The new CoP strengthens consumer rights and says providers must supply more details about speed at the point of sale. To summarise the key changes:
- More realistic speed estimates at the point of sale. Speed estimates provided to customers at point of sale should reflect the speeds that they are likely to experience at peak times.
- Always providing a minimum guaranteed speed and the right to exit connected to this speed at the point of sale. The right to exit will now apply to bundled products, such as landline services on the same line, or pay-TV services purchased at the same time as the broadband service. A new 30-calendar day limit will apply to the time providers have to improve speeds before they must offer the right to exit to customers.

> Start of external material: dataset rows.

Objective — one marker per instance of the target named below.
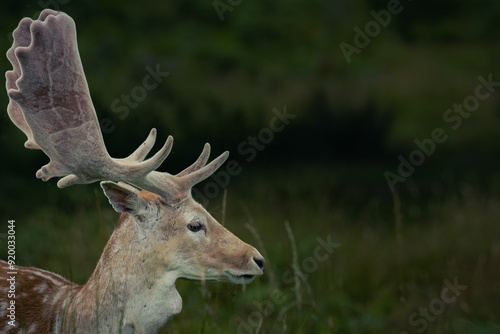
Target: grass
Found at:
(394, 258)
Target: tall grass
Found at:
(394, 257)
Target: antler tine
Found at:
(189, 180)
(142, 169)
(200, 162)
(21, 39)
(50, 102)
(143, 150)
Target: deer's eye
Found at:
(196, 226)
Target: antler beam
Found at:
(49, 101)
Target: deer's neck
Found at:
(127, 291)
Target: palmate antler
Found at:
(50, 102)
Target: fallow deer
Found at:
(163, 234)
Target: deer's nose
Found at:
(260, 262)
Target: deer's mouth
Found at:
(239, 278)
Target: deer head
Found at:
(163, 233)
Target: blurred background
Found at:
(361, 81)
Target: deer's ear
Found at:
(124, 198)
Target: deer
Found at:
(162, 234)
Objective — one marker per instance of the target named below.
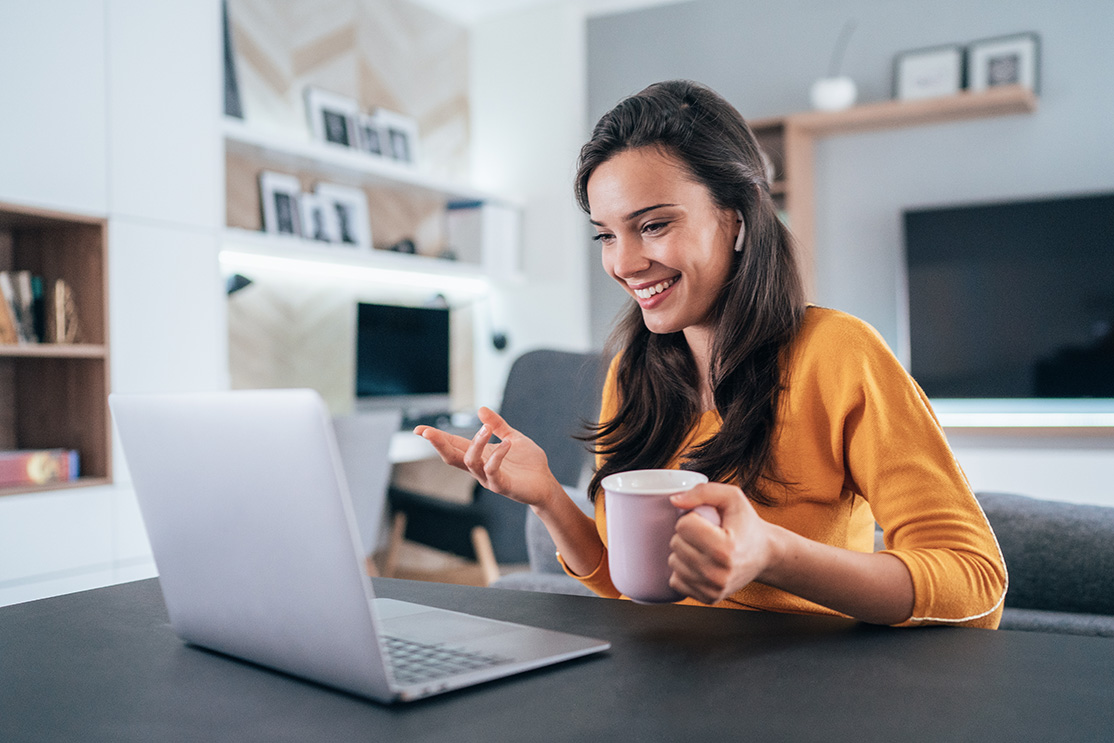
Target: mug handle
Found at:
(707, 514)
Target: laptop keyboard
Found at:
(413, 663)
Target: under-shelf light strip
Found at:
(338, 271)
(1027, 420)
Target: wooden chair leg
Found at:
(485, 554)
(398, 534)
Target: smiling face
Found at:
(663, 237)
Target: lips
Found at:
(647, 292)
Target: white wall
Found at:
(120, 104)
(528, 113)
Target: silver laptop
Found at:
(253, 531)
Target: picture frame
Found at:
(332, 117)
(928, 72)
(280, 195)
(319, 221)
(1005, 60)
(370, 135)
(349, 207)
(399, 135)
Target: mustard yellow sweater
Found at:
(858, 437)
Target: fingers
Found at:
(449, 448)
(727, 500)
(474, 455)
(495, 422)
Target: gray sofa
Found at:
(1059, 557)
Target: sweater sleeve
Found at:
(898, 459)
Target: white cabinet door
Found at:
(52, 105)
(165, 85)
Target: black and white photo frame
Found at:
(319, 220)
(281, 194)
(399, 136)
(928, 72)
(370, 136)
(347, 216)
(332, 117)
(1005, 60)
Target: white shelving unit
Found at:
(328, 159)
(283, 152)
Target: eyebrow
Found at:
(635, 214)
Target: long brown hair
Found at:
(759, 311)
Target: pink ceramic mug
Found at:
(641, 521)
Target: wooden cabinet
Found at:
(790, 143)
(56, 394)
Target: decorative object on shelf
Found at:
(319, 220)
(399, 134)
(232, 106)
(350, 208)
(23, 304)
(235, 283)
(38, 467)
(836, 91)
(369, 135)
(61, 315)
(406, 245)
(9, 316)
(928, 72)
(280, 194)
(332, 117)
(1005, 60)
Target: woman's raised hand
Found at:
(515, 467)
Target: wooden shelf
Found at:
(893, 114)
(56, 394)
(790, 143)
(55, 351)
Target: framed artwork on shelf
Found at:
(319, 220)
(928, 72)
(399, 135)
(281, 195)
(1005, 60)
(349, 211)
(369, 135)
(332, 117)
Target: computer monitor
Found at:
(402, 357)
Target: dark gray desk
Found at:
(104, 665)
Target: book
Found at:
(25, 293)
(60, 323)
(38, 466)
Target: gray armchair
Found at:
(548, 397)
(1061, 563)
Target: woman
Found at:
(805, 423)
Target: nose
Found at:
(626, 257)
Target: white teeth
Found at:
(656, 289)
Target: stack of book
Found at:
(38, 467)
(26, 315)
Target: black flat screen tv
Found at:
(1013, 300)
(401, 354)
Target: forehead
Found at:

- Strengthening customers’ rights and extending the right to exit to bundled products.
- Ensuring all customers benefit from the codes, regardless of their broadband technology.
The full statement is available from Ofcom.
What this means is that when joining any ISP which has agreed to the new CoP you will have a clear idea of the speed your line should achieve (based on real connection speeds at peak times) and a minimum speed guaranteed by the provider. And if your provider cannot hit that minimum they have 30 days to fix it, or you get to cancel for free.
However it’s important to note that the code is voluntary. BT, TalkTalk, Virgin Media, EE, Sky, XLN, Plusnet, Daisy and KCOM have agreed in principle to the new code, so a huge number of broadband customers in the country will be covered, but those of you signing up to smaller ISPs may not benefit from the changes.
Broadband advertising will be affected too. Right now providers are permitted to use an “up to” speed in adverts, which reflects the performance of just 10% of their customers. But from 23rd May they must use an average speed based on at least 50% of subscribers.